Wednesday, September 12, 2007

Linux backup powered by RDiff-Backup

I have been covering linux back tools with my recent linux blog entries. Here's another alternative on doing linux backups using rdiff-backup.

Rdiff-backup is similar to rsync linux command. Rdiff-backup uses librsync algorithm library file which is also used by rsync linux command,, but rdiff-backup never uses rsync to do its backup functions. Rdiff-backup is also similar to rsnapshots as rdiff-backup creates a backup copy, an actul mirror/clone of the data being back up to a separate remote location, the difference is rdiff-backup creates a statistical file, sessions, and meta data to identify changed data for further incremetal backup operation. Rdiff-backup makes use of ssh connection during the data transfer between source and destination backup host.

Rdiff-backup backup utility also do incremental backup effectively and supports web-based backup administration using a different rdiff web interface to restore and pull backup data and files from remote host. This nice backup tool is available from Fedora repo, which can be installed using yum like any other open source linux backup tools.

Rdiff-backup man says:
rdiff-backup is a script, written in python(1) that backs up one directory to another. The target directory ends up a copy (mirror) of the source directory, but extra reverse diffs are stored in a special subdirectory of that target directory, so you can still recover files lost some time ago. The idea is to combine the best features of a mirror and an incremental backup.

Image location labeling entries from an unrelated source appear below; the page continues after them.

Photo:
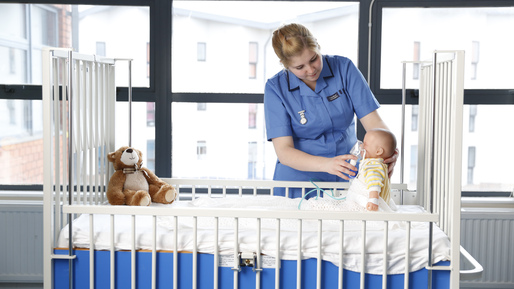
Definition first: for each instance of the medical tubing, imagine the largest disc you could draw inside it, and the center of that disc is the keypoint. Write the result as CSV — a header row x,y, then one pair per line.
x,y
318,189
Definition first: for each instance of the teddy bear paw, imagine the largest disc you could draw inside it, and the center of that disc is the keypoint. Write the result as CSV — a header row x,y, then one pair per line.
x,y
170,195
145,201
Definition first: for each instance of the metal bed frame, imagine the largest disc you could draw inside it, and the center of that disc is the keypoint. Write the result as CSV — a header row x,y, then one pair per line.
x,y
79,98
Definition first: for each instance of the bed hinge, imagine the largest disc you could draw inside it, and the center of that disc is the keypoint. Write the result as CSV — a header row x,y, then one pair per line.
x,y
53,256
247,259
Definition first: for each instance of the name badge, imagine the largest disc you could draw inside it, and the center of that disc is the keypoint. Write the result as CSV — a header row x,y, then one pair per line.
x,y
333,97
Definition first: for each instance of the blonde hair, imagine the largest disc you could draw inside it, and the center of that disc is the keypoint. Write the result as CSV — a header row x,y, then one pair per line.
x,y
290,40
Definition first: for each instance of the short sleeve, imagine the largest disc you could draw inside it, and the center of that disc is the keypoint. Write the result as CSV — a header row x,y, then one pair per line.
x,y
278,121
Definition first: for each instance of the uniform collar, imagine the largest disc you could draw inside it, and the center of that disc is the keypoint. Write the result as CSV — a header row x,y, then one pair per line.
x,y
295,83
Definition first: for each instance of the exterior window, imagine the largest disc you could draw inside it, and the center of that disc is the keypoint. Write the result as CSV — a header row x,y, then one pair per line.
x,y
201,51
252,59
100,48
471,164
150,155
150,114
252,160
413,163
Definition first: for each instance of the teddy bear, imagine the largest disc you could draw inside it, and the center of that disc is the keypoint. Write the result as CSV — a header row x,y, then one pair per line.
x,y
134,185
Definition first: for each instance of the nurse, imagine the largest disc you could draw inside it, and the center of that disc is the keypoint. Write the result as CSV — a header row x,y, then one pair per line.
x,y
310,110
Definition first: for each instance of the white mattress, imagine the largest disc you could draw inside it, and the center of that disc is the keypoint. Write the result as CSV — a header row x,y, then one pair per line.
x,y
288,235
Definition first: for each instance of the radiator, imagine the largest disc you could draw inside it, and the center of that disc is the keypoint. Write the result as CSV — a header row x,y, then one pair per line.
x,y
489,237
21,243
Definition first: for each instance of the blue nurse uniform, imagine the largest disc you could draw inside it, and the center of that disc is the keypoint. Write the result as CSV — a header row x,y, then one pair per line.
x,y
341,92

rdiff-backup also preserves symlinks, special files, hardlinks, permissions, uid/gid ownership, and modification times.

rdiff-backup can also operate in a bandwidth efficient manner over a pipe, like rsync. Thus you can use ssh and rdiff-backup to securely back a hard drive up to a remote location, and only the differences will be transmitted. Using the default settings, rdiff-backup requires that the remote system accept ssh connections, and that rdiff-backup is installed in the user’s PATH on the remote system.

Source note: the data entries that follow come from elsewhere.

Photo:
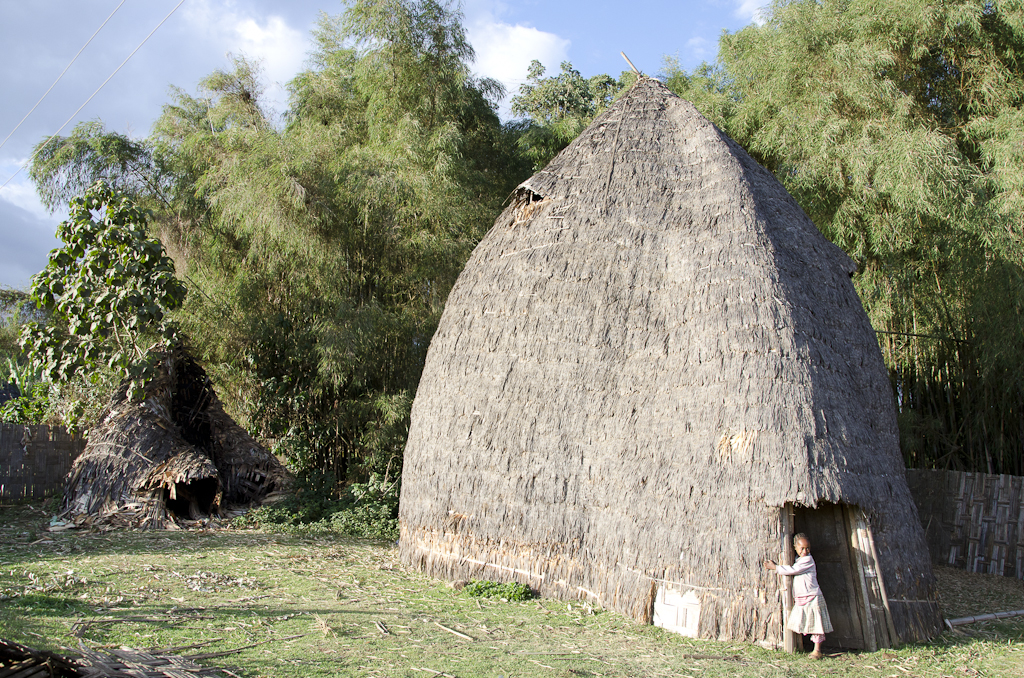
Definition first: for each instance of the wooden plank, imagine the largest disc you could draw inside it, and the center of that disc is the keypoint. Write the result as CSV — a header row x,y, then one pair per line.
x,y
785,557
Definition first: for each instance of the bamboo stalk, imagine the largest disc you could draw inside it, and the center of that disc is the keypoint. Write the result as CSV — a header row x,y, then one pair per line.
x,y
961,621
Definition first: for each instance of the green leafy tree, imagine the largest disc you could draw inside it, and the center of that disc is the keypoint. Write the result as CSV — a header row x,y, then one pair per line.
x,y
320,253
897,126
323,252
107,293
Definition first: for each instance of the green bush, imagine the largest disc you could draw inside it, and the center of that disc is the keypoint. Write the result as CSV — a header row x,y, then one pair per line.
x,y
369,510
506,591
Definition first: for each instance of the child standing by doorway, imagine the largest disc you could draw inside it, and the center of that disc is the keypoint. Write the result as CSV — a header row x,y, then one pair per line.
x,y
809,616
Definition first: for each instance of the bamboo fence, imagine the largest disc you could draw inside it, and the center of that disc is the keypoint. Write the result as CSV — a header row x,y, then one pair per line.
x,y
974,521
35,460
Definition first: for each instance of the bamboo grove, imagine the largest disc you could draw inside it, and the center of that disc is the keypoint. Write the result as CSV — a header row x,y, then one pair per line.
x,y
320,249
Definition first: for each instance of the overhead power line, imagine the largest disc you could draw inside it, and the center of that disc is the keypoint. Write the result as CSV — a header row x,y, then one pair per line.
x,y
28,162
61,73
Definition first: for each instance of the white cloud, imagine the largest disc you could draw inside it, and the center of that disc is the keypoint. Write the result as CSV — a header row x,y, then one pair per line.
x,y
504,51
280,48
752,10
20,192
699,47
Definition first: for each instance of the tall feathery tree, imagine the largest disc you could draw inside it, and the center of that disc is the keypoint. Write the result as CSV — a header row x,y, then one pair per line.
x,y
898,127
320,253
558,108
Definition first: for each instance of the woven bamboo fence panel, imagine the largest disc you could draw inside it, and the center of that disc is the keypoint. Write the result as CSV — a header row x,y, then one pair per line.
x,y
35,460
973,521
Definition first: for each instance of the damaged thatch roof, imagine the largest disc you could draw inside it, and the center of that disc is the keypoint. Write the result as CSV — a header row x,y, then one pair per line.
x,y
174,454
650,357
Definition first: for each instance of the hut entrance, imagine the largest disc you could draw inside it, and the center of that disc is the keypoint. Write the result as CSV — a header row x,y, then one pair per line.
x,y
193,500
848,575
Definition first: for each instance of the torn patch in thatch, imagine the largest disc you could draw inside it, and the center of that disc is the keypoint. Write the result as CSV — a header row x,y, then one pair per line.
x,y
176,455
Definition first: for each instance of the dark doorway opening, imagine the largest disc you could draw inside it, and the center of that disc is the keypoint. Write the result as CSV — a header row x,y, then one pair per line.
x,y
194,500
848,575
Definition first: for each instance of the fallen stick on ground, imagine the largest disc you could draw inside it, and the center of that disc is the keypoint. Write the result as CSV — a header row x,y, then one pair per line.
x,y
961,621
453,631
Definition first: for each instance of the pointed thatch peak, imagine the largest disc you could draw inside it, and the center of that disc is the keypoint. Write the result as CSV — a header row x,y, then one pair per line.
x,y
651,353
174,455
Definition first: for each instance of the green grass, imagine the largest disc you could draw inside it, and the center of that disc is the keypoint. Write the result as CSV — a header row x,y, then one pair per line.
x,y
336,606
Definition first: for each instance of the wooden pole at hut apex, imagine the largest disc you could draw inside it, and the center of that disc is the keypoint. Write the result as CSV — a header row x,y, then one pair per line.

This linux blog entry covers another alternative on doing data backup using rdiff-backup with linux-based server environment.


RDIFF-BACKUP INSTALLATION
=========================

Installation is done on typical mode using yum like so

# yum -y install rdiff-backup


RDIFF SAMPLE USAGE
==================

Rdiff-backup can create a local mirror copy of source folder. Destination can be a mounted device, partition, external USB device, or even a separate harddisk. Destination can also be a remote host or a separate server location.

Below is how to create a data backup locally to a storage device.

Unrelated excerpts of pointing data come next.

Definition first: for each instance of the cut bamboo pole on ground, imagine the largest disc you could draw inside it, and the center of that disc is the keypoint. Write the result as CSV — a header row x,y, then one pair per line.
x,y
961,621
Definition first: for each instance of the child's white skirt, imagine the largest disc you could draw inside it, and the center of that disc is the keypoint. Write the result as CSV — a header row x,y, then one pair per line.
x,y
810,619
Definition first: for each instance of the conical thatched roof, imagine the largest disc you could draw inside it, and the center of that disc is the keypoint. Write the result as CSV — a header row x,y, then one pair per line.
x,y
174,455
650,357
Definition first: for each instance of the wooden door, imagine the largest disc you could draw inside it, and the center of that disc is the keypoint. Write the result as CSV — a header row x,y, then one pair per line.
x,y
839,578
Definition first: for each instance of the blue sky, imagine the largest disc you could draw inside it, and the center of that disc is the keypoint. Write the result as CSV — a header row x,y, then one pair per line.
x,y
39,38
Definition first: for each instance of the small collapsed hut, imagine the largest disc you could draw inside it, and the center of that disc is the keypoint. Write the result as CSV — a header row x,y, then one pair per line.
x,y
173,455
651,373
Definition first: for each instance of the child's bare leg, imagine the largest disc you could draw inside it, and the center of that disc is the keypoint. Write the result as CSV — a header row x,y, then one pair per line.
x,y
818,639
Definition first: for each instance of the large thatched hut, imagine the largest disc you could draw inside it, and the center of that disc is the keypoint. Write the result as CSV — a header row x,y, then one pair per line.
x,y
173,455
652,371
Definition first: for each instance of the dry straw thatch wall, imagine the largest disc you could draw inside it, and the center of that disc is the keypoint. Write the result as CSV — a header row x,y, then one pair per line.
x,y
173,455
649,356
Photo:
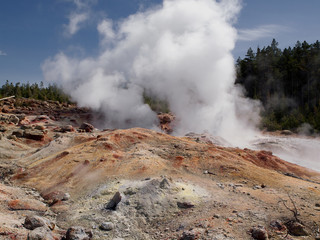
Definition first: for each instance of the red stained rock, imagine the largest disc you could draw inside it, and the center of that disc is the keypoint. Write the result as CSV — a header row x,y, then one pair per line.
x,y
32,205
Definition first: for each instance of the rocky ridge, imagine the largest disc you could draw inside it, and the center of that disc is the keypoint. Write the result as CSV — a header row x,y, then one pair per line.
x,y
78,182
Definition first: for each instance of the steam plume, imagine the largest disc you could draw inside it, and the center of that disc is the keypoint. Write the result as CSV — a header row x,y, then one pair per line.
x,y
179,51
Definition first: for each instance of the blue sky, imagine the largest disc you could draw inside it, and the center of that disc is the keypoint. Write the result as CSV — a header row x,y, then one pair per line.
x,y
31,31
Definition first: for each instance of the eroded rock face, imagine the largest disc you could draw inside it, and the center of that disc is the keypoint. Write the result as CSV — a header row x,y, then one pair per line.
x,y
40,233
34,134
78,233
33,222
87,127
112,204
259,233
27,204
297,229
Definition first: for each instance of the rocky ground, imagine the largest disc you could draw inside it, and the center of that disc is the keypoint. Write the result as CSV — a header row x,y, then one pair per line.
x,y
60,178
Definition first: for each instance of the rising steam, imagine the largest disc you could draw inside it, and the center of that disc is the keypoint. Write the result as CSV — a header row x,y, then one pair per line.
x,y
180,52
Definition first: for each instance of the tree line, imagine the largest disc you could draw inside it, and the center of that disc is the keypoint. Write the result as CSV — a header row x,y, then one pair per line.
x,y
287,82
35,91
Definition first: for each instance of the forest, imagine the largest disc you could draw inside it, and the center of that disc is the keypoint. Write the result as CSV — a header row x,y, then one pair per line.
x,y
35,91
287,82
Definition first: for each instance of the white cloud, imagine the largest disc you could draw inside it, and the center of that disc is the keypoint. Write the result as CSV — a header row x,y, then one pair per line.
x,y
75,21
180,52
79,16
260,32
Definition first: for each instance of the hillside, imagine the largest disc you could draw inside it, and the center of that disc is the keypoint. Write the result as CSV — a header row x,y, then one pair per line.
x,y
143,184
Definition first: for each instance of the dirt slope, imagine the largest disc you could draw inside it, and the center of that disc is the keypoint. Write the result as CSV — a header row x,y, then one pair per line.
x,y
170,187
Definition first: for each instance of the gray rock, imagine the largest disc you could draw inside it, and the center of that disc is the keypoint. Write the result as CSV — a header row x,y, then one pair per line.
x,y
112,204
33,222
13,119
77,233
41,233
24,127
164,184
39,127
188,235
86,127
297,229
33,134
107,226
278,225
259,233
18,133
3,128
12,137
185,204
67,128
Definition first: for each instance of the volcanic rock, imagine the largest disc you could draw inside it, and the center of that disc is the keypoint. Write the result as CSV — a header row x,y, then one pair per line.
x,y
185,205
188,235
259,233
86,127
32,205
33,222
3,128
18,133
106,226
297,229
112,205
41,233
77,233
34,134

To recursively backup data from a folder using rdiff-backup would be

# rdiff-backup source destination
# rdiff-backup /home /dev/sd01
# rdiff-backup /home /home2
# rdiff-backup /home/user1 /mnt/newharddisk
# rdiff-backup /home /mnt/mounted/partition

Make sure the destination device is writeable and accessible by local host. Rdiff-backup session data and statistics are being stored under rdiff-backup-data folder from the mirror copy.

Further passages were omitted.